[v1] block: fix null-deref in percpu_ref_put

[PATCH-next] block: fix null-deref in percpu_ref_put

Posted by Zhong Jinghua 2 years, 9 months ago

A problem was find in stable 5.10 and the root cause of it like below.

In the use of q_usage_counter of request_queue, blk_cleanup_queue using
"wait_event(q->mq_freeze_wq, percpu_ref_is_zero(&q->q_usage_counter))"
to wait q_usage_counter becoming zero. however, if the q_usage_counter
becoming zero quickly, and percpu_ref_exit will execute and ref->data
will be freed, maybe another process will cause a null-defef problem
like below:

	CPU0                             CPU1
blk_mq_destroy_queue
 blk_freeze_queue
  blk_mq_freeze_queue_wait
				scsi_end_request
				 percpu_ref_get
				 ...
				 percpu_ref_put
				  atomic_long_sub_and_test
 blk_put_queue
  kobject_put
   kref_put
    blk_release_queue
     percpu_ref_exit
      ref->data -> NULL
   				   ref->data->release(ref) -> null-deref

As suggested by Ming Lei, fix it by getting the release method before
the referebce count is minus 0.

Suggested-by: Ming Lei <ming.lei@redhat.com>
Signed-off-by: Zhong Jinghua <zhongjinghua@huawei.com>
---
 include/linux/percpu-refcount.h | 7 +++++--
 1 file changed, 5 insertions(+), 2 deletions(-)

diff --git a/include/linux/percpu-refcount.h b/include/linux/percpu-refcount.h
index d73a1c08c3e3..11e717c95acb 100644
--- a/include/linux/percpu-refcount.h
+++ b/include/linux/percpu-refcount.h
@@ -331,8 +331,11 @@ static inline void percpu_ref_put_many(struct percpu_ref *ref, unsigned long nr)
 
 	if (__ref_is_percpu(ref, &percpu_count))
 		this_cpu_sub(*percpu_count, nr);
-	else if (unlikely(atomic_long_sub_and_test(nr, &ref->data->count)))
-		ref->data->release(ref);
+	else {
+		percpu_ref_func_t *release = ref->data->release;
+		if (unlikely(atomic_long_sub_and_test(nr, &ref->data->count)))
+			release(ref);
+	}
 
 	rcu_read_unlock();
 }
-- 
2.31.1

Re: [PATCH-next] block: fix null-deref in percpu_ref_put

Posted by Dennis Zhou 2 years, 9 months ago

Hello,

On Tue, Dec 06, 2022 at 05:09:39PM +0800, Zhong Jinghua wrote:
> A problem was find in stable 5.10 and the root cause of it like below.
> 
> In the use of q_usage_counter of request_queue, blk_cleanup_queue using
> "wait_event(q->mq_freeze_wq, percpu_ref_is_zero(&q->q_usage_counter))"
> to wait q_usage_counter becoming zero. however, if the q_usage_counter
> becoming zero quickly, and percpu_ref_exit will execute and ref->data
> will be freed, maybe another process will cause a null-defef problem
> like below:
> 
> 	CPU0                             CPU1
> blk_mq_destroy_queue
>  blk_freeze_queue
>   blk_mq_freeze_queue_wait
> 				scsi_end_request
> 				 percpu_ref_get
> 				 ...
> 				 percpu_ref_put
> 				  atomic_long_sub_and_test
>  blk_put_queue
>   kobject_put
>    kref_put
>     blk_release_queue
>      percpu_ref_exit
>       ref->data -> NULL
>    				   ref->data->release(ref) -> null-deref
> 

I remember thinking about this a while ago. I don't think this fix works
as nicely as it may seem. Please correct me if I'm wrong.

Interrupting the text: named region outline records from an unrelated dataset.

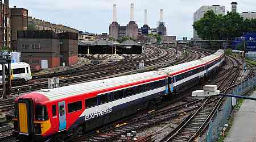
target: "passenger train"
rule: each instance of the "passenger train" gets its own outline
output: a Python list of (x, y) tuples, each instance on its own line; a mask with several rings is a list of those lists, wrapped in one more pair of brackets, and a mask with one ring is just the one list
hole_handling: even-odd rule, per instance
[[(6, 73), (7, 73), (7, 65), (6, 65)], [(0, 64), (0, 83), (2, 83), (2, 66)], [(30, 66), (26, 62), (11, 63), (11, 80), (13, 82), (24, 83), (32, 79)]]
[(30, 93), (15, 100), (13, 135), (61, 141), (147, 108), (150, 101), (179, 94), (216, 72), (225, 54), (158, 70)]

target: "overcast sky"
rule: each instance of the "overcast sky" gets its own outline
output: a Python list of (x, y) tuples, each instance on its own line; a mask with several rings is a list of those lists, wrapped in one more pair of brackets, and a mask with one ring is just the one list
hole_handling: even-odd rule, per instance
[[(28, 10), (28, 15), (56, 24), (62, 24), (91, 33), (109, 33), (112, 21), (113, 5), (117, 5), (117, 20), (126, 25), (130, 20), (130, 4), (135, 5), (135, 19), (139, 26), (144, 22), (144, 10), (148, 10), (148, 24), (156, 27), (160, 9), (164, 10), (167, 34), (192, 37), (193, 14), (202, 5), (226, 6), (231, 11), (231, 2), (223, 0), (9, 0), (14, 6)], [(256, 1), (240, 0), (238, 11), (256, 11)]]

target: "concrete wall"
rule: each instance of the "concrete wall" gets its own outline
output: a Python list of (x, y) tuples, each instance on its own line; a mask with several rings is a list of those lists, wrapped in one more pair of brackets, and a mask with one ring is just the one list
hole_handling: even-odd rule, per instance
[(28, 11), (24, 9), (12, 8), (11, 11), (11, 45), (13, 49), (16, 50), (18, 31), (27, 30)]

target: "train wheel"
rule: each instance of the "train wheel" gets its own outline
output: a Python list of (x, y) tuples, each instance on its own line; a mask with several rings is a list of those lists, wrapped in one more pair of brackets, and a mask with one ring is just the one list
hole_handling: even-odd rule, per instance
[(76, 132), (78, 135), (82, 135), (84, 133), (82, 127), (79, 127)]
[(65, 140), (65, 136), (64, 136), (64, 134), (63, 135), (57, 135), (56, 136), (55, 136), (54, 137), (53, 139), (53, 141), (55, 142), (60, 142), (60, 141), (63, 141)]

q->q_usage_counter has the oddity that the lifetime of the percpu_ref
object isn't managed by the release function. The freeing is handled by
a separate path where it depends on the percpu_ref hitting 0. So here we
have 2 concurrent paths racing to run with 1 destroying the object. We
probably need blk_release_queue() to wait on percpu_ref's release
finishing, not starting.

I think the above works in this specific case because there is a
call_rcu() in blk_release_queue(). If there wasn't a call_rcu(),
then by the same logic we could delay ref->data->release(ref) further
and that could potentially lead to a use after free.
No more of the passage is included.